LAUSR

This study aimed to analyze the effect of exercise-induced hyperpnea on gross efficiency (GE) and anaerobic capacity estimates during a self-paced 3-min supramaximal cycle time trial (TT). Fourteen highly-trained male cyclists performed 7×4-min submaximal stages, a 6-min passive rest, a 3-min TT, a 5-min passive rest, and a 6-min submaximal stage. Three models were based on the 7×4-min linear regression extrapolation method, using (1) the conventional model (7-YLIN); (2) the same 7-YLIN model but correcting for the additional ventilatory cost (i.e., hyperpnea) (7-YLIN-V-cor); and, (3) accounting for linearly declining GE during the TT (7-YLIN-D). The other three models were based on GE from the last submaximal stage, using the conventional model (GELAST) and the same modifications as described for 7+YLIN, i.e., (1) GELAST, (2) GELAST-V-cor, and (3) GELAST-D. The GELAST model generated 18% higher values of anaerobic capacity than the 7-YLIN model (P<0.05).
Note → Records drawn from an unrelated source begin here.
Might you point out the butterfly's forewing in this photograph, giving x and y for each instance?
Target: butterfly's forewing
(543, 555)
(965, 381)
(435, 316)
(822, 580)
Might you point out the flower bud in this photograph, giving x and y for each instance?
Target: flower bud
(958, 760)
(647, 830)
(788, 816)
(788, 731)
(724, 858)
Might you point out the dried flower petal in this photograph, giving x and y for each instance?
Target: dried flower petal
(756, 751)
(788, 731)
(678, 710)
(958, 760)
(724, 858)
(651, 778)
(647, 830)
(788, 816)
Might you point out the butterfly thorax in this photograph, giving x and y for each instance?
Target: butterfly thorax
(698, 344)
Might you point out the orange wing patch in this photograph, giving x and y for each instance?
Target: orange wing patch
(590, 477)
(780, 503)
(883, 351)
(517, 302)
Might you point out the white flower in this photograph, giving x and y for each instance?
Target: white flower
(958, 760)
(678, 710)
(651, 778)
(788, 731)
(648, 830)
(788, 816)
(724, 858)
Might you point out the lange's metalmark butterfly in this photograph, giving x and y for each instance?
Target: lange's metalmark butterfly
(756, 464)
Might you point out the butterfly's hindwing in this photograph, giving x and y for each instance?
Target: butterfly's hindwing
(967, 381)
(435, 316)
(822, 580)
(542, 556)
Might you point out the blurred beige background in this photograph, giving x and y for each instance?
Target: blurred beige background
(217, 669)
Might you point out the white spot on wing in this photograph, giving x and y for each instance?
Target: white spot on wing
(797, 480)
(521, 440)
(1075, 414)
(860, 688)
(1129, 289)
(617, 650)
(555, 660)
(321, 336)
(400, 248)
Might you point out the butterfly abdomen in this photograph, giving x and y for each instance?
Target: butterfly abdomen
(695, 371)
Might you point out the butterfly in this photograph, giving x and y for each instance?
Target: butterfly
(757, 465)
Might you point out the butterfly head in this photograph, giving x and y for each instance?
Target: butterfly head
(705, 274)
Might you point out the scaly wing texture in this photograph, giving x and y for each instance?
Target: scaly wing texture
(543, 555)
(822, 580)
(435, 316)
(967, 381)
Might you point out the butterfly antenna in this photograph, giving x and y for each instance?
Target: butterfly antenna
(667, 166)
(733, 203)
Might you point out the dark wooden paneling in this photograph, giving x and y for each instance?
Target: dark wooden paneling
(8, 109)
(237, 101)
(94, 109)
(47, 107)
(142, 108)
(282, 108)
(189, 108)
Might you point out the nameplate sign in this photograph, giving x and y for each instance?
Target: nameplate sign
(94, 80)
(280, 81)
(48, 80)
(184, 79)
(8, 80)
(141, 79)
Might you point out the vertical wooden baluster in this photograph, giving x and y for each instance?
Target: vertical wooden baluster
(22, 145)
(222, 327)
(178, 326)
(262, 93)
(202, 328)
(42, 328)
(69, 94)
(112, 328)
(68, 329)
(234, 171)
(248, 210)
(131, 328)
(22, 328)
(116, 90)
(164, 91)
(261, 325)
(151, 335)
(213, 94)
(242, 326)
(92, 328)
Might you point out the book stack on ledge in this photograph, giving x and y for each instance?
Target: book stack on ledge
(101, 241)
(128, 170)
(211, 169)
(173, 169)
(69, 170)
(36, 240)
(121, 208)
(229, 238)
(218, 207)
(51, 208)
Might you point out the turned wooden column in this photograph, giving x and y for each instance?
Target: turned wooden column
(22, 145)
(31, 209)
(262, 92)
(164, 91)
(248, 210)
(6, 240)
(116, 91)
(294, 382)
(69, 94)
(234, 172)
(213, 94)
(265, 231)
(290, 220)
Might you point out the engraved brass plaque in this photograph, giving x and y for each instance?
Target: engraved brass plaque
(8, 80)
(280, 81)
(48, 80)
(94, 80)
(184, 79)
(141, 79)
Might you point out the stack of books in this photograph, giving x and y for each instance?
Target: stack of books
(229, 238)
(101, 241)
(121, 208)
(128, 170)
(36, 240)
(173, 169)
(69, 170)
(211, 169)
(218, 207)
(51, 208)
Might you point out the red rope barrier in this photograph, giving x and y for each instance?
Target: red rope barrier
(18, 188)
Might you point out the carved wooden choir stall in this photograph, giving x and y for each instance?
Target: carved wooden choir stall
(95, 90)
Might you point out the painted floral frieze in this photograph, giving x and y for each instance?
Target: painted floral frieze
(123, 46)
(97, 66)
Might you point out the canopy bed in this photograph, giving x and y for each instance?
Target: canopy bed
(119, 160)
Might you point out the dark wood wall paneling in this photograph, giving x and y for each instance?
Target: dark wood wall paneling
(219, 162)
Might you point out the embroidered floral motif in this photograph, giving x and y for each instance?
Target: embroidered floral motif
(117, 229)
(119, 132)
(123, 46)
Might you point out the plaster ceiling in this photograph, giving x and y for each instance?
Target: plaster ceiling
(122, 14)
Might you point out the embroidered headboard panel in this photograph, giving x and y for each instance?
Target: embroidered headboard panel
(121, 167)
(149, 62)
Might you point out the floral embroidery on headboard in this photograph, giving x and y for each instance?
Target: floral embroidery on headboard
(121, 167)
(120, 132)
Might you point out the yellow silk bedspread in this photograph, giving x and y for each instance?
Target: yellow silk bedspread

During the TT, the hyperpnea corrected model (i.e., 7-YLIN-V-cor or GELAST-V-cor) generated, compared to the respective conventional model (i.e., 7-YLIN or GELAST), ~0.7 percentage points lower GE and ~11% higher anaerobic capacity (all, P<0.05). The post-TT GE was 1.9 percentage points lower (P<0.001) and the 7-YLIN-D or GELAST-D model generated, compared to the respective conventional model, a lower GE (~1.0 percentage points) and ~17% higher anaerobic capacity during the TT (all, P<0.05). In conclusion, the correction for a declining GE due to hyperpnea during a supramaximal TT resulted in an increased required total metabolic rate and anaerobic energy expenditure compared to the conventional models.